At the sub-panel there must be no connection between the neutral bus bar and the equipment ground bus bar or the neutral bus bar and the sheet metal of the breaker box. You may need to purchase an additional bus bar for the equipment ground since many panels, especially those that come with a main breaker, do not come equipped with one. If the panel comes with a bonding screw or bonding strap, do not install it to the neutral. Depending on the brand of panel, you may need it to connect the ground bus to the sheet metal enclosure.

At the remote building, you will need to drive two eight-foot ground rods located a minimum of six feet from each other and connect them to the equipment ground bus using #6 copper wire.
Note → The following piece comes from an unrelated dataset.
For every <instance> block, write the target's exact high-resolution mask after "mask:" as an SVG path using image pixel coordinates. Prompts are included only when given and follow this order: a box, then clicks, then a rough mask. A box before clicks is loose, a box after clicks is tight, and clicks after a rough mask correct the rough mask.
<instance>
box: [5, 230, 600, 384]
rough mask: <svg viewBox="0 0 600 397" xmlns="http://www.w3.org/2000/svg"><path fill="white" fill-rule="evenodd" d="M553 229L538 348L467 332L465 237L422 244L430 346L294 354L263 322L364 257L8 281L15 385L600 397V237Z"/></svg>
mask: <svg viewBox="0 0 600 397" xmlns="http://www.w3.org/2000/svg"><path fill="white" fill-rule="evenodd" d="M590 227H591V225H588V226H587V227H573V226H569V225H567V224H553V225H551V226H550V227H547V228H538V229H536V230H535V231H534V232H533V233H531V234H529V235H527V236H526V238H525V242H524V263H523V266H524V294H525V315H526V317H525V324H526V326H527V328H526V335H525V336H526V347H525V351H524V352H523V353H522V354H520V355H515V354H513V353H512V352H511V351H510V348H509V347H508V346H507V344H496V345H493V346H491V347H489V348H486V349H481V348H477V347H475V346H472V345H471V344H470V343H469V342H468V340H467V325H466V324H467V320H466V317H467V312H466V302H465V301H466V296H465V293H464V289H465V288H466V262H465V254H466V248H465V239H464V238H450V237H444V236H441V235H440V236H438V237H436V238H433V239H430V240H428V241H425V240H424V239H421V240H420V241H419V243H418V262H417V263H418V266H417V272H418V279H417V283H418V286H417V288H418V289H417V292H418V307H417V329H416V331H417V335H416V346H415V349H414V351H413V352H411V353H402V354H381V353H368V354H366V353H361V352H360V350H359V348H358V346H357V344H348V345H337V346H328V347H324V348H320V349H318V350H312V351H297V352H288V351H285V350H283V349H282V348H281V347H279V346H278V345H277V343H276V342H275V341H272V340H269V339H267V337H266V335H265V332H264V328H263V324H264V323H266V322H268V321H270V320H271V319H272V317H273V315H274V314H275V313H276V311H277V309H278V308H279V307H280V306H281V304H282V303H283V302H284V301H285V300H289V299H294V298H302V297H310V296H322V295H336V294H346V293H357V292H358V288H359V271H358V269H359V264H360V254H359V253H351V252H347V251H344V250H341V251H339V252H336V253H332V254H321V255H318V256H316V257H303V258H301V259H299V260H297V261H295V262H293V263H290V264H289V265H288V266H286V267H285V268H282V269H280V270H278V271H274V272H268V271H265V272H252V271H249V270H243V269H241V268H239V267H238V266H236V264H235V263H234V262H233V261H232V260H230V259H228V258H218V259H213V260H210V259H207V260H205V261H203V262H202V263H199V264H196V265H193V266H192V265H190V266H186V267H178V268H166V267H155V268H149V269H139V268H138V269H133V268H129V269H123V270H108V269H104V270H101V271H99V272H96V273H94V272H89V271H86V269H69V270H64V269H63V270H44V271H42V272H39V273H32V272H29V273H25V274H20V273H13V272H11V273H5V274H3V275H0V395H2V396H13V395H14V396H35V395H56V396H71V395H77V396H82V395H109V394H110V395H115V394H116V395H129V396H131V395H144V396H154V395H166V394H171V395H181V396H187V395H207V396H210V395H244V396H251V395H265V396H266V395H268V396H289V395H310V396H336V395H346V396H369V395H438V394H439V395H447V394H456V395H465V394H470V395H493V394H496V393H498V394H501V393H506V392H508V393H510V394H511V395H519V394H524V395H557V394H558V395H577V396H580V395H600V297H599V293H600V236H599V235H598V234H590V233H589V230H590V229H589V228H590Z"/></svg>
The easiest way is to make one continuous run without cutting the wire. The rods must be driven in flush or below grade. The ground rod clamps must be listed for direct burial. It will say so on the clamp or look for the letters "DB". If you have any metal piping (except gas lines) in the remote building, you must bond it to the equipment ground bar, use #6 wire. If the connection is to a metal water line, the connection should be within the first 5 feet of where the water line enters the building. All connections must remain accessible, so if the connection will end up inside a wall, you must provide an access plate.

I realize that some of the things I've included exceed the code minimum, but this is an attempt to make a "one size fits all" response without getting into a really long discussion.

For a sub-panel in the same dwelling there is no need for additional ground rods or connections to metal piping. Also, no need for a main breaker in the sub-panel, regardless of the number of circuits. Unless you are running metal conduit, you will need to run a 4 wire feeder.

Wire ampacity notes

If you are installing a sub-panel in your house, the ampacity of #4 copper or #2 aluminum is 100 amps as determined by a special table in the code. However, in some jurisdicitons, there is a very strict interpretation of this table and these ampacities would not be allowed for a sub-panel in your house. If you aren't sure, ask your inspector if he will allow the ampacities shown in table 310-15(B)(6) or go up one size wire to #3 copper or #1 aluminum.

The current carrying capacity of an insulated conductor is related to the type of insulation. Modern insulation allows conductors to be operated at higher current levels which generate more heat. There is a problem if you install the modern conductors into an older service panel as the higher temperatures could damage the older types of insulation. If your home was wired prior to 1985, you may have conductors with a lower rated insulation. If you have an older home or aren't sure, to be on the safe side, use the wire capacity table above that deals with cables. The larger conductors that you will use will now be in the same temperature class as the older styles of insulation.

Circuit breaker notes

Circuit breakers and panelboards also have a temperature rating. Most modern circuit breakers will be marked 60/75 C. This means that this circuit breaker can be used with wire being operated at its 75 degree C rating without doing damage to the circuit breaker.

However (there always seems to be one of those), the entire panel must be listed for use at that temperature. Older panels will not have the higher temperature rating. In order to find out if your existing panel is rated for 75 degree ampacities, you will need to read all of those fine print labels. For us older guys, that means break out the magnifying glass. You cannot just stick a new circuit breaker into an old panel and assume that it will be safe.

During your exploration of all the fine print, you should be looking for some indication that 75 degree wire can be used at its full temperature rating. What you're hoping to see is a reference to 60/75C for conductor sizes #14 to #1 AWG. If you don't see the 75 degree listing, then the wire must be operated at the 60 degree rating, therefore use the table above for cables to select the correct wire size.